Whittier Trail, Henes Park

Henes Park, a 50-acre park on the Green Bay shore, was donated to the city in 1907 by local brewer John Henes.  Its wooded nature paths are named after Schiller, Goethe, Longfellow, Shakespeare, Whittier, etc.  The park was designed by landscape architect Ossian Cole Simonds, well-known for nature-based parks including Palmer Woods in Detroit.  We spent many happy times on the Henes Park trails in our childhood, and now our grandchildren and their cousins go there when visiting Menominee.      




F. C. Nowack Coal and Ice Yard

When I worked as a clerk at my grandfather’s Marinette Rexall drugstore, we’d get regular deliveries of both coal and ice to the store, though I don’t know if they came from Nowack’s.  One of my occasional tasks was stoking the furnace with chunks of coal.  I believe that the blocks of ice were cut from Green Bay in the winter and then stored under sawdust through the summer months, though it’s hard to imagine how this was possible. 




The Green Bay Shoreline

Green Bay, a huge bay off of Lake Michigan, is 10 to 20 miles wide and 120 miles long, extending from Green Bay, Wisconsin, at its south end, and up to Escanaba in Michigan’s Delta County to the north.  Menominee's main shopping district is spread out along the Green Bay shoreline on First St., and most city parks are on the bay as well.  A number of our family friends had homes or cottages on the shore, e.g., the Mars, Sargents, Caleys, O'Haras, Jacobsens, Sawyers, and others.  We spent many childhood hours swimming in the bay, hiking along the beach, and occasionally fishing off the breakwater pier. 




Gateway Café

Though it doesn’t exist any more, I have pleasant memories of the Gateway Café as one of the significant gathering places of my teenage years.  It was located on Ogden Avenue, just across the street from the St.
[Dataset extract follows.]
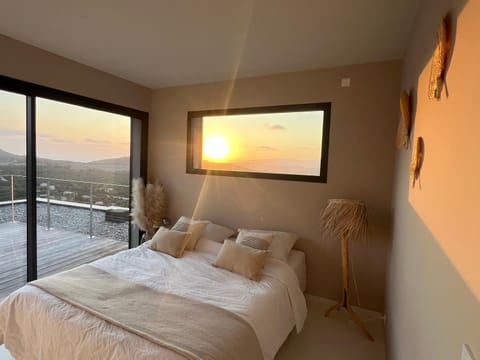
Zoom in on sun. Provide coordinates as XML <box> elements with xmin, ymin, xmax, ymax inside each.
<box><xmin>203</xmin><ymin>135</ymin><xmax>230</xmax><ymax>162</ymax></box>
Joseph-Lloyd hospital.  From age 16 onwards (i.e., the year that our driving privileges began), our teenage peer group would get together at the Gateway after Friday night football or basketball games and the post-game dance at the high school.  Our favorite order was a cheeseburger, fries, and a coke or chocolate shake.  However, it was often difficult to come up with that much money, and one might have to settle for an order of French fries instead. 
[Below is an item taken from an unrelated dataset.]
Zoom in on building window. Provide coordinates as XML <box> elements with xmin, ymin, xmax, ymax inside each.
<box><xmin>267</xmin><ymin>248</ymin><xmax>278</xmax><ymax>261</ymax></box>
Pine Trees, Menominee, Mich.

The immense logging industry that was centered in the Menominee and Marinette region in the latter half of the 1800’s dealt mainly with the harvesting of white pines, which were then floated down the Menominee River to local sawmills.  We had majestic Norway Pines in our front yard at river house, and the pine tree is one of the iconic images of our youth.